RAs are important modulators for neurogenesis, neuronal survival, and neuronal plasticity in post-embryonic and adult brain [174]. Vitamin A deficiency as well as hypervitaminosis A result in neuronal defects [175,176]. The importance of RAs became evident from mutant mouse models lacking RARβ or RXRγ exhibiting impaired performance in spatial learning and memory tasks [177]. The blood–brain barrier (BBB) secludes the brain from the circulation and only selective transport of molecules takes place. STRA6 has been shown to be expressed in brain [69,178]. Furthermore, CRBP levels and RBP4 binding sites in epithelial cells of choroid plexus were detected arguing for retinol transport via BBB [179]. In mice fed a vitamin A-enriched diet, retinol and REs were found in essentially all brain tissues [180]. Very recently, a novel enzyme 13-cis isomerohydrolase (13cIMH) was identified and characterized in zebra fish [181]. 13cIMH exhibits high sequence homology to the well-characterized human isomerohydrolase RPE65 in the eye which generates 11-cis retinol (see Retinyl ester hydrolases in the eye). In contrast to RPE65, 13cIMH exclusively produces 13-cis retinol from its substrate all-trans RE. 13cIMH mRNA transcript and protein levels were detected in human brain indicating a possible role for 13cIMH for brain RE catabolism. Interestingly, administration of exogenous 13-cis RA impaired cognitive function in mice [182]. Furthermore, 13-cis RA has been related to depression in mice [183], however conflicting data exist in humans [184,185].

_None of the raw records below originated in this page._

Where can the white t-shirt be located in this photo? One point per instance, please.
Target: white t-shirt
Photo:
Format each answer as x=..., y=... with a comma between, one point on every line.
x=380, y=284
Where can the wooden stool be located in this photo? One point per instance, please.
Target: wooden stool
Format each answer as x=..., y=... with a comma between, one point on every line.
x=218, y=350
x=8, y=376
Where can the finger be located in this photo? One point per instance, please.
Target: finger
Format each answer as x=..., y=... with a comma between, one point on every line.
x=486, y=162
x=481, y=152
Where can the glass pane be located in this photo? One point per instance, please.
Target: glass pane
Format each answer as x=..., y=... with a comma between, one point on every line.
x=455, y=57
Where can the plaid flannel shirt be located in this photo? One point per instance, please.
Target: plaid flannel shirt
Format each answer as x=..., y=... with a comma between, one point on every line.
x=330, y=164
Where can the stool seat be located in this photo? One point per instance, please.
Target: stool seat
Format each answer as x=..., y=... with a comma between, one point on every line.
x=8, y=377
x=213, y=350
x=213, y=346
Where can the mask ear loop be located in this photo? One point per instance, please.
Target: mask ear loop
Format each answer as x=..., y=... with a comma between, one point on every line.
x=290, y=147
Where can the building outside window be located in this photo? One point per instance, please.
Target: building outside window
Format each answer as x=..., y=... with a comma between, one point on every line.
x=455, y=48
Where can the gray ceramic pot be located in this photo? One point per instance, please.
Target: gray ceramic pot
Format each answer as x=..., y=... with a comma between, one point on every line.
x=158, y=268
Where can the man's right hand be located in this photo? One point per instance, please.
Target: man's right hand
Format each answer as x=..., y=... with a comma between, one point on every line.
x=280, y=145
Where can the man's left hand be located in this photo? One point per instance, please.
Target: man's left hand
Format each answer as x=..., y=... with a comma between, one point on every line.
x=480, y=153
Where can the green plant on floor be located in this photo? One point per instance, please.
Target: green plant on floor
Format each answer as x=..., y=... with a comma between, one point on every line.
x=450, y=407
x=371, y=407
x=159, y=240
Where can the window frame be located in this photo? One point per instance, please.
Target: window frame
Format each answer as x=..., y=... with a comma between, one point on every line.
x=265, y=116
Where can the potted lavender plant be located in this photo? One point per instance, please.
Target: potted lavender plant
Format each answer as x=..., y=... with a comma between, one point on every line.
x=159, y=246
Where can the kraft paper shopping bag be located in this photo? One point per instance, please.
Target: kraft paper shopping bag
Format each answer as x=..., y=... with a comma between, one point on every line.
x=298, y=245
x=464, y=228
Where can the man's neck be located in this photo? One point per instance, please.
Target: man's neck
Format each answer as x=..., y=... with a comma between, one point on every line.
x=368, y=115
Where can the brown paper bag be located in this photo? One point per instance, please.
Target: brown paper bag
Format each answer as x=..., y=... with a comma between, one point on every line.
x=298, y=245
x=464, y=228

Conclusions and perspectives

During the last decades a number of REHs has been identified, some of which have been demonstrated to be crucial for retinoid turnover. Fig. 1 illustrates the current model of RE mobilization, depicting REHs, RE storage sites, and retinoid fluxes. In particular, enzymes involved in the intestinal uptake of REs and mobilization of CM associated REs have been well characterized. To date, PTL and CEL are considered to be major REHs in the intestine which facilitate TG absorption but are also required for efficient RE uptake. In the circulation, LPL is indispensable for neutral lipid turnover and also affects RE metabolism. Virtually all tissues have been demonstrated to exhibit intracellular REH activities. Liver is the largest RE storage site of the body. Numerous studies have been undertaken to elucidate the mechanism of RE mobilization and to identify enzymes involved in this process. Intriguingly, to date no enzyme has been identified which is responsible for the mobilization of the largest RE stores. However, it is inevitable that efficient catabolic mechanisms exist which are involved in the control of plasma and cellular retinoid levels. In fact, HSL has been shown to affect RE metabolism in adipose tissue and in that is the only known physiologically relevant intracellular REH. State-of-the-art techniques using knock-out and/or overexpression/silencing systems in animal models and cultured cells will hopefully help to identify the mechanisms and enzymes controlling RE storage and mobilization.

Fig. 1

Retinoid fluxes and RE hydrolyzing enzymes. Depiction of major retinoid fluxes between tissues and organs, which are involved in the uptake, transport, storage, and utilization of retinoids. Identified REHs of respective organs, tissues, and cell types are given in parenthesis. REH activities of unidentified proteins are indicated as “?”. Percent of total bodies RE stores are given for major storage tissues and cell-types. Abbreviations: CEL, carboxylester lipase; Es2/3/4/10/22, esterase2/3/4/10/22; GS2, gene sequence 2; HSL, hormone-sensitive lipase; LPL, lipoprotein lipase; PLRP2, pancreatic lipase related protein 2; PTL, pancreatic triglyceride lipase; RPE65, retinal pigment epithelium 65.